Hat tip: Instapundit.
His research has revealed three distinct types of housing markets--and only one of the three shows real signs of distress. Even then, that distress is only in a limited number of areas.
The first type of market behaves the way markets are supposed to behave, with smooth adjustments between supply and demand. When prices rose in places such as Dallas and Charlotte, builders constructed new houses. When prices softened, builders stopped. "Prices in these markets rose gradually," Zywicki says, "and now they're settling back to earth. There hasn't been any tragedy."
The second type of market, which appears in New York, Boston, San Francisco and Washington, D.C., demonstrates a long history of price volatility. "The housing stock in these markets is constrained," Zywicki says, "either by geography--San Francisco is surrounded on three sides by water, for example--or land use controls." When demand in such a market increases, prices soar. And when demand weakens, prices plummet.
"But the people who live in these markets expect big price swings," Zywicki says. "They've learned to live with them. They're holding onto their homes because they're confident prices will eventually recover. Again, there hasn't been any tragedy."
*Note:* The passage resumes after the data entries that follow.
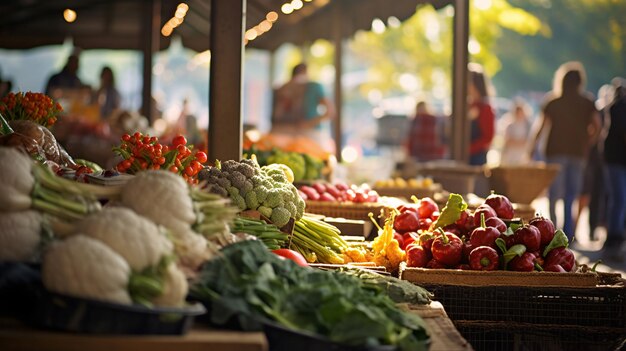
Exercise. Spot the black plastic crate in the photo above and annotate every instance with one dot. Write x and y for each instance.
(587, 307)
(506, 336)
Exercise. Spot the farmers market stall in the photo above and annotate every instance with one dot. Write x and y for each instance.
(168, 243)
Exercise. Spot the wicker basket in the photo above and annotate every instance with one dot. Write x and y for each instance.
(347, 210)
(522, 184)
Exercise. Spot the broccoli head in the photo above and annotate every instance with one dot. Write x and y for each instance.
(239, 201)
(300, 206)
(274, 198)
(280, 216)
(251, 200)
(216, 189)
(245, 169)
(229, 166)
(266, 211)
(261, 193)
(237, 179)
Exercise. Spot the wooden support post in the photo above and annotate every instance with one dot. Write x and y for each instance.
(228, 20)
(337, 38)
(150, 39)
(460, 124)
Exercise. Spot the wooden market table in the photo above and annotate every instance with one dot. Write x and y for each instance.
(15, 336)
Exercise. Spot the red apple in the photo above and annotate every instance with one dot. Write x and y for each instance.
(426, 207)
(546, 229)
(483, 209)
(497, 223)
(528, 236)
(417, 256)
(501, 204)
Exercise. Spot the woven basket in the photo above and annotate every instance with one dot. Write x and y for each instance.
(347, 210)
(522, 184)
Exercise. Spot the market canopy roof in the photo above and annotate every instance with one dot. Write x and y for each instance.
(120, 24)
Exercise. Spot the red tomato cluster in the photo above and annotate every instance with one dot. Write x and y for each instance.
(37, 107)
(142, 152)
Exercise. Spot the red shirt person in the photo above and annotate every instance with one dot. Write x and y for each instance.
(424, 140)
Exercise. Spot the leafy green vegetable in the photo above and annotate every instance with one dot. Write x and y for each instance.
(250, 285)
(451, 212)
(559, 240)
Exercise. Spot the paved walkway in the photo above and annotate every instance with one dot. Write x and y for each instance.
(587, 252)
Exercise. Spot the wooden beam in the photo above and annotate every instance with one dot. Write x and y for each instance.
(460, 124)
(338, 40)
(228, 18)
(150, 38)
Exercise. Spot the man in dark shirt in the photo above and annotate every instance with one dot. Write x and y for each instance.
(67, 78)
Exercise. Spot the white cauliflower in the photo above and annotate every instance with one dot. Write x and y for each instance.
(137, 239)
(20, 235)
(85, 267)
(164, 198)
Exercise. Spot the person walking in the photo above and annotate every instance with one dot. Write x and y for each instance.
(424, 142)
(615, 158)
(302, 108)
(573, 124)
(481, 115)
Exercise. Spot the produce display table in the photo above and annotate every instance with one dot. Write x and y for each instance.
(444, 335)
(17, 337)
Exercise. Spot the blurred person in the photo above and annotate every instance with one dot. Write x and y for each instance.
(595, 179)
(573, 124)
(615, 158)
(67, 78)
(481, 115)
(424, 141)
(107, 96)
(517, 129)
(296, 108)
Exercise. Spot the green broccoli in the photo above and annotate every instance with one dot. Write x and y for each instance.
(251, 200)
(232, 191)
(216, 189)
(247, 186)
(266, 211)
(280, 216)
(274, 198)
(229, 166)
(245, 169)
(279, 177)
(239, 201)
(261, 193)
(224, 182)
(300, 206)
(293, 160)
(237, 179)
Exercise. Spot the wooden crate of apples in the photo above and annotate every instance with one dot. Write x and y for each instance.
(486, 239)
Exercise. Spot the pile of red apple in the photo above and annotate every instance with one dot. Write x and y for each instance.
(489, 238)
(337, 192)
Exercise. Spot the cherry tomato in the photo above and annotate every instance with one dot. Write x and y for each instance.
(201, 156)
(179, 140)
(292, 255)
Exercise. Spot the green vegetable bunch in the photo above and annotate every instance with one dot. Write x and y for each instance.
(249, 285)
(293, 160)
(251, 187)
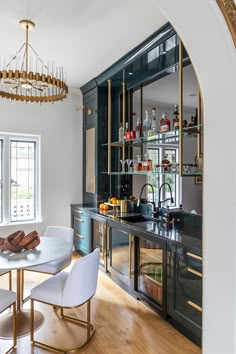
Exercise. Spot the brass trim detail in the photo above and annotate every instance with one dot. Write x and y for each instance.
(80, 220)
(191, 270)
(197, 307)
(193, 255)
(109, 128)
(78, 211)
(123, 112)
(80, 236)
(180, 108)
(228, 9)
(199, 115)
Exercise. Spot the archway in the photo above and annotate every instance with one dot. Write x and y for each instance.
(205, 35)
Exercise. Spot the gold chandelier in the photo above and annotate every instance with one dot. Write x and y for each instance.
(26, 78)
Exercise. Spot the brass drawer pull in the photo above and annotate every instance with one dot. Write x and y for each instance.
(80, 236)
(79, 219)
(191, 270)
(197, 307)
(79, 212)
(193, 255)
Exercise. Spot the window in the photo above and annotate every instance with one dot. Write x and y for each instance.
(20, 182)
(157, 154)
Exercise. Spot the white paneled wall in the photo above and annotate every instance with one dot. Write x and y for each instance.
(60, 128)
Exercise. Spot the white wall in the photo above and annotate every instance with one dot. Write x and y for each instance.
(209, 44)
(60, 128)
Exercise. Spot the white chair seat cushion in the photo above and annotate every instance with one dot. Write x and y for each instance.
(7, 298)
(52, 267)
(51, 290)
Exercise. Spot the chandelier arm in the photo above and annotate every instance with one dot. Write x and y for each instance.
(27, 47)
(13, 58)
(45, 66)
(23, 59)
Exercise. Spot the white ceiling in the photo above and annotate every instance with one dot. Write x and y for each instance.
(85, 37)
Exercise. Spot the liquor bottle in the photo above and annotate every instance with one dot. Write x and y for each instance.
(164, 123)
(121, 133)
(176, 118)
(165, 164)
(127, 133)
(146, 124)
(138, 129)
(154, 121)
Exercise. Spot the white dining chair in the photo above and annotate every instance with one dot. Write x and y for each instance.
(7, 299)
(9, 277)
(67, 290)
(53, 267)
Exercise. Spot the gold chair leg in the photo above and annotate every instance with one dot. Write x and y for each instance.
(32, 320)
(14, 324)
(10, 280)
(22, 286)
(88, 320)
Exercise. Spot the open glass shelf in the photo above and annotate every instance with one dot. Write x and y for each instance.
(153, 173)
(171, 136)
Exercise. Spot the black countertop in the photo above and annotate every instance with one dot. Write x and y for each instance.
(188, 233)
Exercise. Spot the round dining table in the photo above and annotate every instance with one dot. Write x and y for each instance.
(49, 249)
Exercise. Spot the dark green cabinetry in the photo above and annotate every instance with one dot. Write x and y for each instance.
(82, 226)
(184, 278)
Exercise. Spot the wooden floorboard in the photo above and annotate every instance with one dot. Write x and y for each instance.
(123, 325)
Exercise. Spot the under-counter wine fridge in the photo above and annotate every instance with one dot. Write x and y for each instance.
(150, 275)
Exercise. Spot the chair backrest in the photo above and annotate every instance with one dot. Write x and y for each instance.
(64, 233)
(81, 283)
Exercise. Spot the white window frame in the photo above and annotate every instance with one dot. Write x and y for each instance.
(6, 176)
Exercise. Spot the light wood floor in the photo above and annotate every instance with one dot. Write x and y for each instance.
(123, 325)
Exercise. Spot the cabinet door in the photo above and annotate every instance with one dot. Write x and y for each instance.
(90, 144)
(185, 291)
(119, 260)
(81, 231)
(151, 276)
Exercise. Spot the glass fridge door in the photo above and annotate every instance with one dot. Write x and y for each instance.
(151, 273)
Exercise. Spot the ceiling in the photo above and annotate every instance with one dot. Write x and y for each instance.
(85, 37)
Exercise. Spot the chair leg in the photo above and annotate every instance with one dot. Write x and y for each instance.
(32, 320)
(10, 280)
(22, 286)
(88, 320)
(14, 324)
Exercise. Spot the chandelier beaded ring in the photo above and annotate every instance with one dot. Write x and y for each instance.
(18, 80)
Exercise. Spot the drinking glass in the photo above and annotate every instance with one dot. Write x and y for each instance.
(123, 165)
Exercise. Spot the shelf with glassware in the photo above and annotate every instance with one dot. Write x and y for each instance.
(138, 167)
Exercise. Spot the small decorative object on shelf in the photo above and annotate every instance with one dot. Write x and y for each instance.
(121, 133)
(154, 123)
(127, 133)
(138, 129)
(164, 123)
(146, 124)
(18, 241)
(176, 118)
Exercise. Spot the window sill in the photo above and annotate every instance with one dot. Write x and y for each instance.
(31, 222)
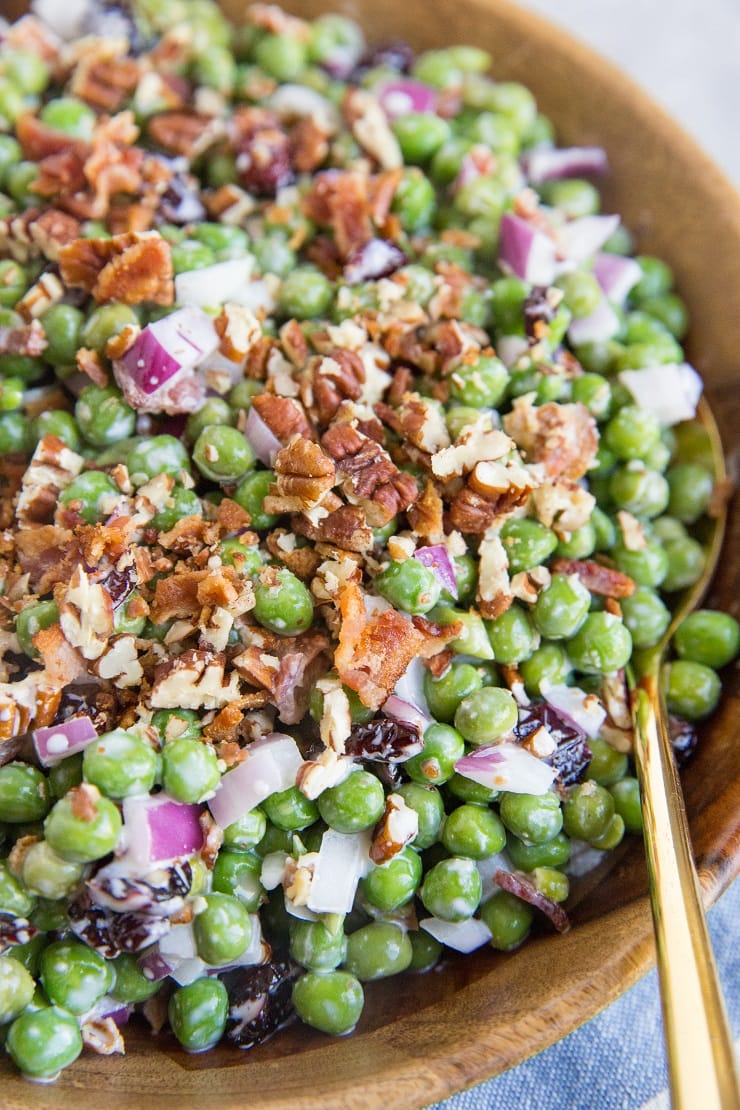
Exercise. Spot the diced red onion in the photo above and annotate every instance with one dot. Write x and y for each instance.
(583, 238)
(175, 343)
(548, 163)
(262, 440)
(670, 391)
(404, 96)
(462, 936)
(584, 709)
(438, 561)
(212, 285)
(506, 767)
(343, 860)
(525, 251)
(598, 326)
(616, 275)
(158, 828)
(271, 766)
(58, 742)
(406, 713)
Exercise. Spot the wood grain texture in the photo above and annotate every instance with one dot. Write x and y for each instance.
(427, 1037)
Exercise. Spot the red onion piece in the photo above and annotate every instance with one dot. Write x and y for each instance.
(378, 258)
(271, 766)
(158, 828)
(584, 710)
(586, 235)
(404, 96)
(598, 326)
(670, 392)
(462, 936)
(58, 742)
(526, 252)
(343, 860)
(616, 275)
(506, 767)
(519, 885)
(438, 561)
(548, 163)
(262, 440)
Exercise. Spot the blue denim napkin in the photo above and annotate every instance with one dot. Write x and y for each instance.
(617, 1060)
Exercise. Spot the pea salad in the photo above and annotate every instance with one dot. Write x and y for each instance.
(347, 457)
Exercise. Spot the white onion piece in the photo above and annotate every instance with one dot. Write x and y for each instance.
(262, 440)
(598, 326)
(616, 275)
(584, 709)
(506, 767)
(509, 347)
(670, 392)
(58, 742)
(462, 936)
(271, 765)
(526, 252)
(548, 163)
(158, 828)
(586, 235)
(343, 860)
(218, 284)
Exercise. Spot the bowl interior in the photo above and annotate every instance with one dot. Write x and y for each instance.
(425, 1037)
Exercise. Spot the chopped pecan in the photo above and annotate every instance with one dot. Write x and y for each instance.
(598, 578)
(132, 268)
(564, 437)
(368, 474)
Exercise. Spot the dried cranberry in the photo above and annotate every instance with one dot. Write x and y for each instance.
(573, 755)
(537, 309)
(260, 1000)
(683, 738)
(384, 740)
(376, 259)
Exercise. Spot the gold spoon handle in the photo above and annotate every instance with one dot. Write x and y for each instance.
(699, 1047)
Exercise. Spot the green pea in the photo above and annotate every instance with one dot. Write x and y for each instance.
(626, 795)
(331, 1001)
(452, 889)
(587, 810)
(555, 853)
(47, 874)
(93, 495)
(691, 689)
(305, 293)
(17, 989)
(486, 714)
(601, 645)
(508, 918)
(222, 930)
(533, 818)
(42, 1042)
(354, 804)
(473, 831)
(120, 764)
(74, 976)
(190, 769)
(198, 1013)
(282, 603)
(23, 794)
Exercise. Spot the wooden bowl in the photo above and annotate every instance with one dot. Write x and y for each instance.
(424, 1038)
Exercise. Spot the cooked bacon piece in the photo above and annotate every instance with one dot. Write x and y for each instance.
(564, 437)
(599, 579)
(132, 268)
(370, 474)
(518, 884)
(374, 652)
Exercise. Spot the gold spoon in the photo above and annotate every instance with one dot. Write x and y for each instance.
(698, 1041)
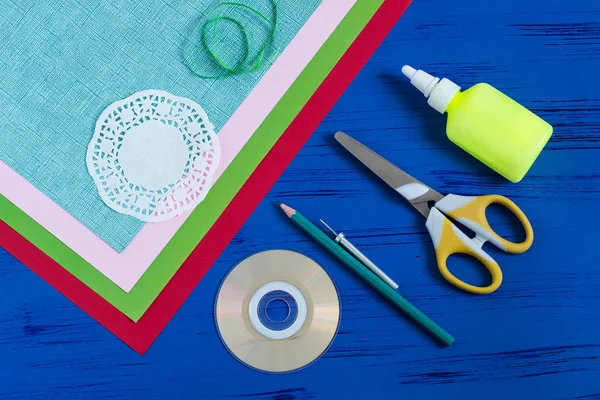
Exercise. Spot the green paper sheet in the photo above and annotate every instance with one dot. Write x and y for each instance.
(137, 301)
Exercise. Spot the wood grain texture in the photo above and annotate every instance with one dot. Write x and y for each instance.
(537, 337)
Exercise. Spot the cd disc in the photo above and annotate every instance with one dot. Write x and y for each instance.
(300, 334)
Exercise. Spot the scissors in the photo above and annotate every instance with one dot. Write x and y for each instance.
(447, 238)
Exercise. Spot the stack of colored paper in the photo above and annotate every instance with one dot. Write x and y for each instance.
(64, 63)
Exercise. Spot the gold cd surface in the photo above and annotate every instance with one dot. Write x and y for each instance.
(283, 344)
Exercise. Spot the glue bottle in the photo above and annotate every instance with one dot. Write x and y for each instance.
(486, 123)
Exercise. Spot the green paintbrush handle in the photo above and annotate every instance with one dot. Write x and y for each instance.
(373, 280)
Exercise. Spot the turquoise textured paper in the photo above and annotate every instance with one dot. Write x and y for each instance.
(63, 62)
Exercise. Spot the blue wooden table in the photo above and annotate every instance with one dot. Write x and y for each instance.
(535, 338)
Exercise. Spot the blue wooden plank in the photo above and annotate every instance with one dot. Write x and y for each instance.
(537, 337)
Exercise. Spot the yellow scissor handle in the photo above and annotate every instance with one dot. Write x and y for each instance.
(470, 211)
(448, 240)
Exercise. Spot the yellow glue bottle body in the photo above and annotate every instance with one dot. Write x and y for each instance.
(486, 123)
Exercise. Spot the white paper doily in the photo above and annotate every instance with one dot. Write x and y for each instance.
(153, 155)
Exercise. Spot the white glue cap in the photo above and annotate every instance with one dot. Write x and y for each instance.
(438, 92)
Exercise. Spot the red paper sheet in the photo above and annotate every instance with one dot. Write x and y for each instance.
(140, 335)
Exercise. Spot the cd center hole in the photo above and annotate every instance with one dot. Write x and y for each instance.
(277, 310)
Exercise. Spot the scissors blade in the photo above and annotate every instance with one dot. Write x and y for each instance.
(413, 190)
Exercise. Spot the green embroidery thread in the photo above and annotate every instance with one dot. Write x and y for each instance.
(247, 63)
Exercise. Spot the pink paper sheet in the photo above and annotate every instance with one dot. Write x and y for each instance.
(127, 267)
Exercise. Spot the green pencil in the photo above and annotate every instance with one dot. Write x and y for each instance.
(384, 289)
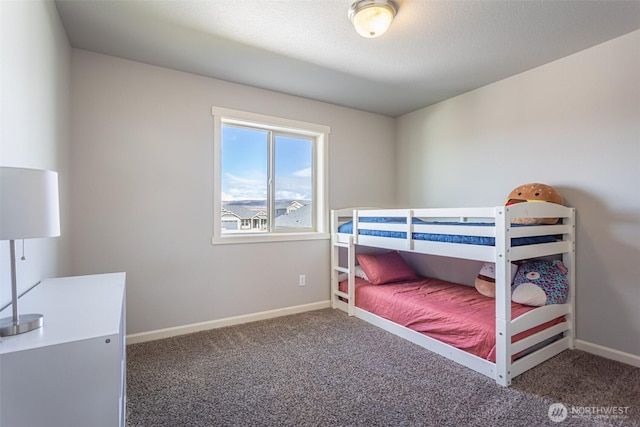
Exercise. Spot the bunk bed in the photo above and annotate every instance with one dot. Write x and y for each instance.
(519, 337)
The third type of market displays both the ability to expand the supply of houses that characterizes the first type of market and the price swings that characterize the second type. "Type three markets," Zywicki says, "are concentrated in the Sun Belt. Ordinary investors seem to have calculated that a lot of people would either retire or buy second homes in these places. And when prices went up, speculators moved in. Pure bubbles developed."
In type three markets, hundreds of thousands of new homes went up. This oversupply will now keep prices low for years. "Las Vegas, Phoenix, Tampa--those are the places you'll find the tragedies," Zywicki says.
What to do about housing? So far, Obama's economic policy have been to reward people/companies with poor judgment by bailing them out using money taxed from those with good judgment. Time will tell how well this plan works.